To demonstrate the performance of our proposed cross-species behavioral analysis, we identified locomotion features shared across different species with dopamine deficiency, namely humans, mice, and worms.

Results

Attention-based domain-adversarial neural network

This study assumes that locomotion data from two different species that belong to two different classes, for example, PD individuals and healthy individuals of humans and mice are given. The locomotion data are used to train the neural network (see Fig. 1d). The model inputs are time-series of primitive locomotion features such as speed. The model has two types of outputs: estimated domain and class of an input time-series.

The convolutional layers in the feature extraction block are used to extract features, which are used to output the two estimates. We introduce the gradient reversal layer8 before the 1st domain predictor. When we train the network using the backpropagation algorithm11, the gradient reversal layer multiplies the gradient with a negative constant value, making the convolutional layers in the feature extraction block incapable of estimating domains but classes.

In addition, we introduce an attention mechanism9 into the model. The attention of a data point at each time slice is regarded as the importance of the data point when the input time-series is classified, indicating that attended data points are characteristic to a class to which the input time-series belongs. The convolutional layers in the attention computation block are used to compute attention for each time slice. The attention is multiplied by the extracted features to contrast the data points to which the network pays attention. Furthermore, to make the way of attention computation domain-independent, we introduce the gradient reversal layer after the 2nd convolutional layer in the attention computation block. The 2nd domain predictor outputs domain estimate for each time slice using the output of the 2nd convolutional layer in the attention computation block and we make the network incapable of classifying the output of the 2nd convolutional layer into domains using the gradient reversal layer.

Here we briefly explain the difference between the network and that proposed in DeepHL (DeepHL-Net)12, which is our prior work. Because DeepHL-Net is trained on trajectories from a single species, DeepHL-Net outputs only a class estimate, for instance, healthy or PD class. Therefore, DeepHL-Net relies mainly on attention mechanisms that detect segments characteristic of a class. In contrast, in this study, the network is trained on trajectories from two species, and outputs domain and class estimates. To render the network incapable of distinguishing between the two domains, we introduce domain-adversarial training (gradient reversal). More specifically, gradient reversal is introduced to render the ways of feature extraction and attention computation domain-independent.

The network is trained to minimize the error of the class estimates as well as maximize the errors of the two types of domain estimates. However, achieving these conflicting goals at the same time makes it difficult for the neural network to converge. Therefore, we iterate the following procedures to train the network.

  1. 1.

    We first train the network to minimize the error of the class estimates as well as maximize the error of the domain estimates by the 2nd domain predictor, which employs outputs of the attention computation block to predict the domain.
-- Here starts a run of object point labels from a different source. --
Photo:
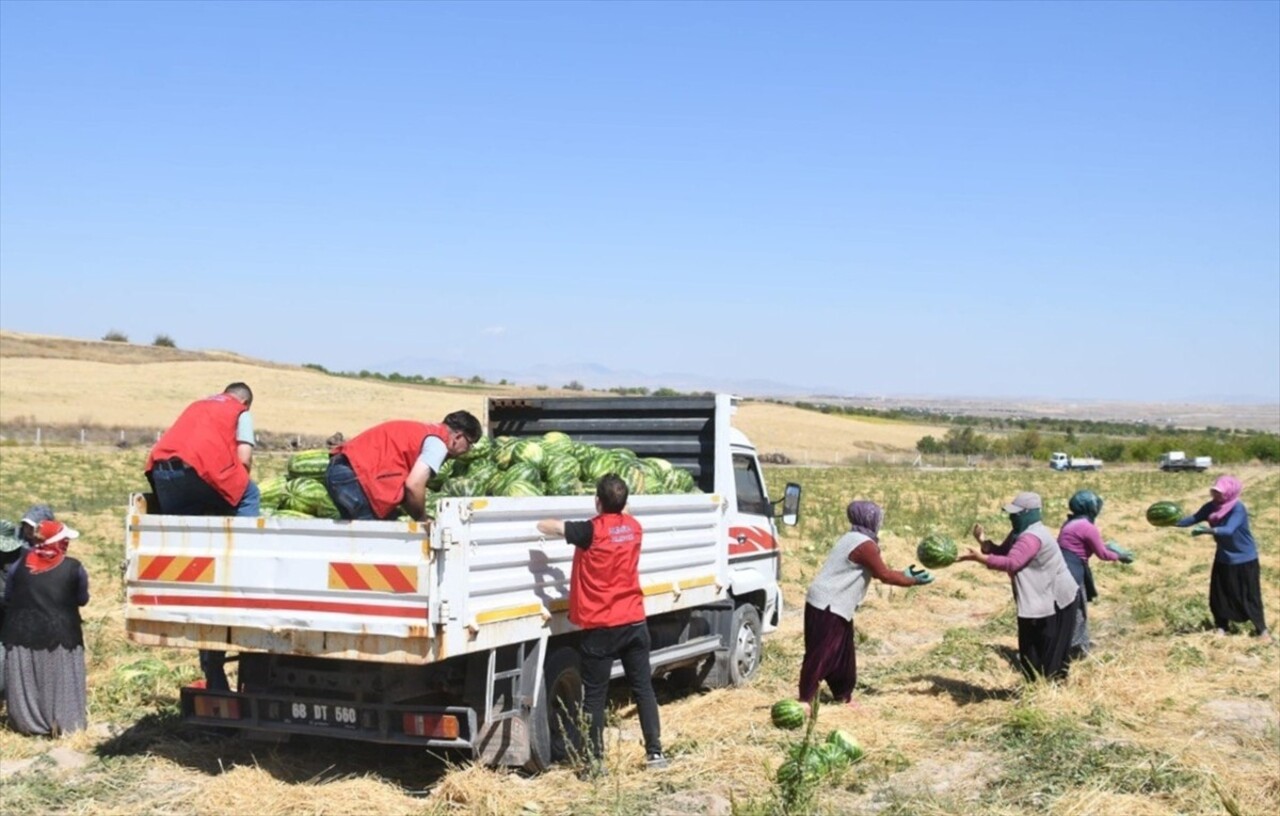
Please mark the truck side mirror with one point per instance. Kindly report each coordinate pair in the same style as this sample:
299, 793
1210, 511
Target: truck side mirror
791, 504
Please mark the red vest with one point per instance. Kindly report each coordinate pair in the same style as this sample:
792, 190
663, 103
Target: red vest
383, 455
204, 436
604, 586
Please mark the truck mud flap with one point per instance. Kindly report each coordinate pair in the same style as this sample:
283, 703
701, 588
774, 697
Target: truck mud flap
438, 727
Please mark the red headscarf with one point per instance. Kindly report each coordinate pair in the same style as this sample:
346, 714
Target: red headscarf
51, 540
1229, 487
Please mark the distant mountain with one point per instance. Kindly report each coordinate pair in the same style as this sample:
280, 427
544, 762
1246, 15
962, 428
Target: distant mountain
594, 376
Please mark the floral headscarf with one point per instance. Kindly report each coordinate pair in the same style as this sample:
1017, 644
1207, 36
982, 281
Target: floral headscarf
865, 518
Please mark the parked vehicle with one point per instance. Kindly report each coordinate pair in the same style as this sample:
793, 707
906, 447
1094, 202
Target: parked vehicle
1179, 461
455, 633
1059, 461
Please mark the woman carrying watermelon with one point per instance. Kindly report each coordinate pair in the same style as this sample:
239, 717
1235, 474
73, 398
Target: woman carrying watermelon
1234, 583
1043, 588
835, 594
1080, 540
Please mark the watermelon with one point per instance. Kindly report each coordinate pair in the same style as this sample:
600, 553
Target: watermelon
273, 491
309, 463
520, 487
528, 450
787, 714
503, 449
309, 495
1164, 514
936, 551
479, 449
845, 742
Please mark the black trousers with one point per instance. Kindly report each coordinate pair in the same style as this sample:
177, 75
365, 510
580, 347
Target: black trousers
1235, 594
629, 643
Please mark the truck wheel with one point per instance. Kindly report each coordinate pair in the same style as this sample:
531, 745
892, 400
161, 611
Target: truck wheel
557, 720
741, 660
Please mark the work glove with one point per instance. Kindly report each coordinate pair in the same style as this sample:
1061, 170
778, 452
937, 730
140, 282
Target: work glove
919, 576
1123, 554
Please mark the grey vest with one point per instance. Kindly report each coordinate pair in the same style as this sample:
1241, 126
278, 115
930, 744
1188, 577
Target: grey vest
1045, 581
840, 585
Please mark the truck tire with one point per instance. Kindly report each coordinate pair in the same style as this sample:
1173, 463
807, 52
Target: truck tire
741, 660
557, 716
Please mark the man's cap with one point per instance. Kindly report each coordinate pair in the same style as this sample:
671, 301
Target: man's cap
1023, 502
53, 532
37, 513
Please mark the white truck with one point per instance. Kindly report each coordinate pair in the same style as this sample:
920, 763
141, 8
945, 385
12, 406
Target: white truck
1179, 461
455, 633
1059, 461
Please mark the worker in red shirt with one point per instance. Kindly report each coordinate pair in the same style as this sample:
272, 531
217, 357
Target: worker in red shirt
604, 600
387, 467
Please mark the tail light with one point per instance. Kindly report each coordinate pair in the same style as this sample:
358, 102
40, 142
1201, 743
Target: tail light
438, 725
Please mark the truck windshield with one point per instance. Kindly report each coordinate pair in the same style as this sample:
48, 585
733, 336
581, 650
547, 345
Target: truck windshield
750, 489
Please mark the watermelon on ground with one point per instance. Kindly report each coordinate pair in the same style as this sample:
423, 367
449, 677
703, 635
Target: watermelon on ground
787, 714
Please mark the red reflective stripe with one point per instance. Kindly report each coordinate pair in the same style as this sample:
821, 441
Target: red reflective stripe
156, 568
392, 573
350, 576
195, 569
263, 603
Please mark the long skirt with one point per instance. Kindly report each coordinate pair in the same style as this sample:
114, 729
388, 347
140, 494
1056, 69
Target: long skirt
1079, 569
1235, 595
828, 655
45, 690
1045, 643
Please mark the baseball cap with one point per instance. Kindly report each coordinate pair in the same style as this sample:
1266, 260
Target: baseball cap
1023, 502
53, 532
37, 513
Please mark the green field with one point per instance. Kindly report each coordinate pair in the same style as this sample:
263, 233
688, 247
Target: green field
1165, 718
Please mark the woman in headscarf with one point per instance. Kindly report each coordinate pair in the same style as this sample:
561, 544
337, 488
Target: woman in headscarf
1234, 583
1043, 590
835, 594
1080, 540
16, 541
42, 637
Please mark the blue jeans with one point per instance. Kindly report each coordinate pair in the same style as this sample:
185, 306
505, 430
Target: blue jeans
598, 649
181, 491
344, 489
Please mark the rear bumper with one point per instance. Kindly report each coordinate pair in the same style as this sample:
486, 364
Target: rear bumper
439, 727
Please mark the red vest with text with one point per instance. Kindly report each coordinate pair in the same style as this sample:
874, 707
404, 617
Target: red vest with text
383, 455
204, 436
604, 586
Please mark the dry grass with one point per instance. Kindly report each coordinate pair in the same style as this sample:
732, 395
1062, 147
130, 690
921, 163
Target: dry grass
1161, 718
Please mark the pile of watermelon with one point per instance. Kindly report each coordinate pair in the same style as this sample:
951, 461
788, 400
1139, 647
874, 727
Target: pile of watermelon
552, 464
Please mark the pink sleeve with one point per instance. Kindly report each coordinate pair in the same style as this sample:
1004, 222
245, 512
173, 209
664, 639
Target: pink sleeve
1093, 542
1019, 555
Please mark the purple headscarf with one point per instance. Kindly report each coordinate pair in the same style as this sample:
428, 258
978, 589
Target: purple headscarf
1229, 487
865, 517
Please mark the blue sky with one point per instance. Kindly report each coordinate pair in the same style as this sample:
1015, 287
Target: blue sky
1073, 200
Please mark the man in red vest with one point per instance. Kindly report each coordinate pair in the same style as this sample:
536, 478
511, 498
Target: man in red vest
200, 467
373, 475
604, 600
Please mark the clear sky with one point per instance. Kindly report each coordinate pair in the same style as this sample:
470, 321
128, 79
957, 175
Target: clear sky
1074, 200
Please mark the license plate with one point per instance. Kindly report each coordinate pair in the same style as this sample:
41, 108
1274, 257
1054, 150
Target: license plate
316, 714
Thus we extract important segments in the input time-series for class estimation in a domain-independent manner.

  2. 2.

    Then we update the network to maximize the error of domain estimates by the 1st domain predictor to accelerate training in the next procedure.

  3. 3.

    Finally, we update the network to minimize the error of class estimates as well as maximize the error of domain estimates by the 1st domain predictor. With this procedure, we can train the network to predict class labels correctly but domain labels incorrectly.

See Methods for more details about the procedures.

In addition, to help understand the meaning of attention, we employ machine learning tools to explain it. We construct a decision tree that is trained to detect the attended segments by the neural network using exhaustively handcrafted features listed in Supplementary Table 1.

Furthermore, to interpret how the neural network predicts classes using attended segments, we build a decision tree that is trained to classify an input time-series using handcrafted features extracted only from attended segments within the time-series. See Methods for more details.

As above, an interpretable rule is extracted from our neural network with the explainable architecture and/or by our methods based on decision trees. After that, the interpretable rule is investigated via a statistical test. To validate our procedure, we prepared locomotion data from four different dopamine-deficient species (humans, mice, beetles, and worms). We train our neural network on data from two species to obtain an interpretable rule and then validate this using data from all the species. We only use data from two species because doing otherwise would increase the complexity of the classification task, making it difficult for the network to converge.

We have made the codes for our deep learning method and decision tree construction available as Supplementary Software 1.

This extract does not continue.